Fast discharge is mildly interesting: it could offer a rival to ultracapacitors in the field of rapid acceleration for hybrid cars, especially those recouping some of the kinetic energy lost during braking and then seeking to give it back fast in the form of decent acceleration. F1 racing cars will soon be doing this sort of thing, for instance.
All in all, though, this technology really doesn't seem to be worthy of the attention it's getting - particularly compared to other more mature kit like li-titanate.
One might say: who cares about a load of silly hacks and what they write?
Unfortunately, this kind of thing too often affects investment and development decisions: in other words, affects the movement of money. MIT claims that Kang and Ceder's kit has already been licensed by two companies. ®
"CPUs step down the voltage locally".
That's correct (ish), and without a transformer. Any worthwhile power supply these days (from phone chargers upwards) uses the miraculous technology of "switched mode power supplies", high efficiency, light weight, no transformer (maybe a small lightweight inductor with no metal or ferrite), marvellous stuff. Go read about it, this isn't the place for a lesson.
Is not (just) a fossil fuel. In Iceland they make it from water and geothermal electricity. In Africa they could make it from water and solar electricity. As Europe (in particular the UK) is already buying liquefied natural gas from north Africa, we already have much of the technology to get liquid hydrogen from there too (they have no shortage of sunshine, and near the coast, water is freely available). Don't dismiss H2 so easily, you (or maybe your national electricity supply) may well need it one day.
Not sure about LNG or LH fuelled cars in tunnels though - but don't tell the Highways Agency.
Beats me, which is saying little as I'm no expert. But PSUs put out 12, 5 and 3.3V, while cpus use around 1-1.5V (very approx), and I've seen references to transformers near the chipset.
It's an engineering problem
"The power level involved would be similar to an oven: even if it somehow could be made to work without melting the phone, special domestic wiring would probably be required and the charger would be large and expensive."
duh. You would likely only need to deliver about 10-20V DC. It is quite possible to make a charger that will do this at very high current, given that you have 240VAC at 13A available. Only heavy wiring would be charger output to the battery, which could be quite short - even 6 inches would do it. So voltage drop isn't such a problem as it might appear. Actually all you have to do is make sure the cable doesn't melt, the PSU can easily regulate away the voltage drop that occurs in the delivery wire by using a seperate sense wire back to the feedback network.
The problem is quite a bit tougher for the size of battery that a car would need. But in Europe, many houses do have 3-phase coming in, so supply is not such a problem. Of course, the overall load on the grid would increase significantly ...
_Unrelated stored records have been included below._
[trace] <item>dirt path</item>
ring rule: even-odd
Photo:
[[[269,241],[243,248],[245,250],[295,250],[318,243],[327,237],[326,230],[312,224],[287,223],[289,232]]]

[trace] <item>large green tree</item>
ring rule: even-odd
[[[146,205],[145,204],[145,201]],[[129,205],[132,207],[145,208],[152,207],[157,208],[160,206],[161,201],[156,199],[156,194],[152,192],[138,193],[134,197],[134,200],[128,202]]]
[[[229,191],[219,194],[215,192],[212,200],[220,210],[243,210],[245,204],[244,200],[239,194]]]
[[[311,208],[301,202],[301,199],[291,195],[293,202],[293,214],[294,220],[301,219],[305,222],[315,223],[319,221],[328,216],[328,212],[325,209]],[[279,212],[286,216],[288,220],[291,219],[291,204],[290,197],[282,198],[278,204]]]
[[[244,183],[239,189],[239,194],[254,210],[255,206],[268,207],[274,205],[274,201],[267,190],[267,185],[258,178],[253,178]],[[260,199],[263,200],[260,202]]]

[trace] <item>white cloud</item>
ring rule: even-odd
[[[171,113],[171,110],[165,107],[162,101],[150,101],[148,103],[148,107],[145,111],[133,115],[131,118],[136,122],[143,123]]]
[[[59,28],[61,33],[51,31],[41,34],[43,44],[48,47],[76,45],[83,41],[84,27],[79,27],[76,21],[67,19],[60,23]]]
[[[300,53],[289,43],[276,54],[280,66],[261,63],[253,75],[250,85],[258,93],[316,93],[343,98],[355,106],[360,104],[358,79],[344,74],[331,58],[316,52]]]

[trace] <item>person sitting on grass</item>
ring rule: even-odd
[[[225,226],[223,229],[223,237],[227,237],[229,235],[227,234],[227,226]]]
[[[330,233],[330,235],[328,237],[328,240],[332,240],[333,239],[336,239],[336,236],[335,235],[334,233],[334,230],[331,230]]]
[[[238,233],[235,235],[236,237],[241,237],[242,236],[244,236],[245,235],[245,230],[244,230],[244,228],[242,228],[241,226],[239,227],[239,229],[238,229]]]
I like the idea of switch in-out battery packs more, when you pull up at the filling station you just swap out a bunch of battery modules, pay, go. End of problem.
@MnM stepping down voltage at CPUs
CPUs step down the voltage locally? How do they do that when the the supply is DC?
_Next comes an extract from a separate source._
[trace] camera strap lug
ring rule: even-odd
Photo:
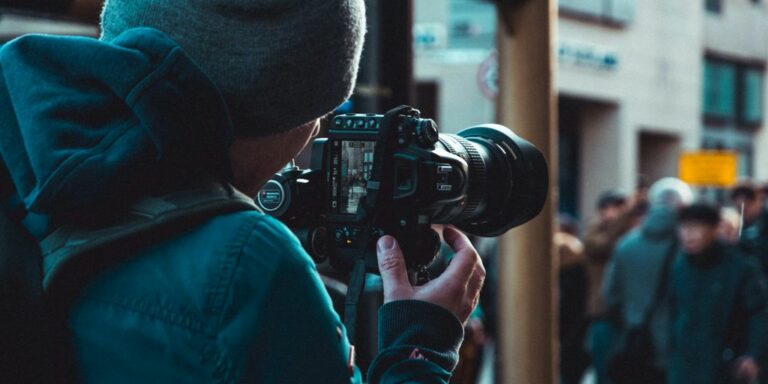
[[[416,271],[416,285],[424,285],[429,283],[432,277],[429,275],[429,269],[426,265],[420,265]]]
Are you suggesting that CPUs have DC-DC converters using switch mode or linear devices such as transformers on the chip?
I don't need a 10 second charge
"This might be interesting to those interested in battery-electric power tools and such, although the "two batteries, one on charge one in use" seems to work well for them already."
I have a light weight drill without the normal giant battery hanging off the bottom. The problem is that I can drain a battery much faster then charge one. If I could charge the battery in 15-20 minutes I would not have the problem of running out of juice before the second battery has a reasonable charge.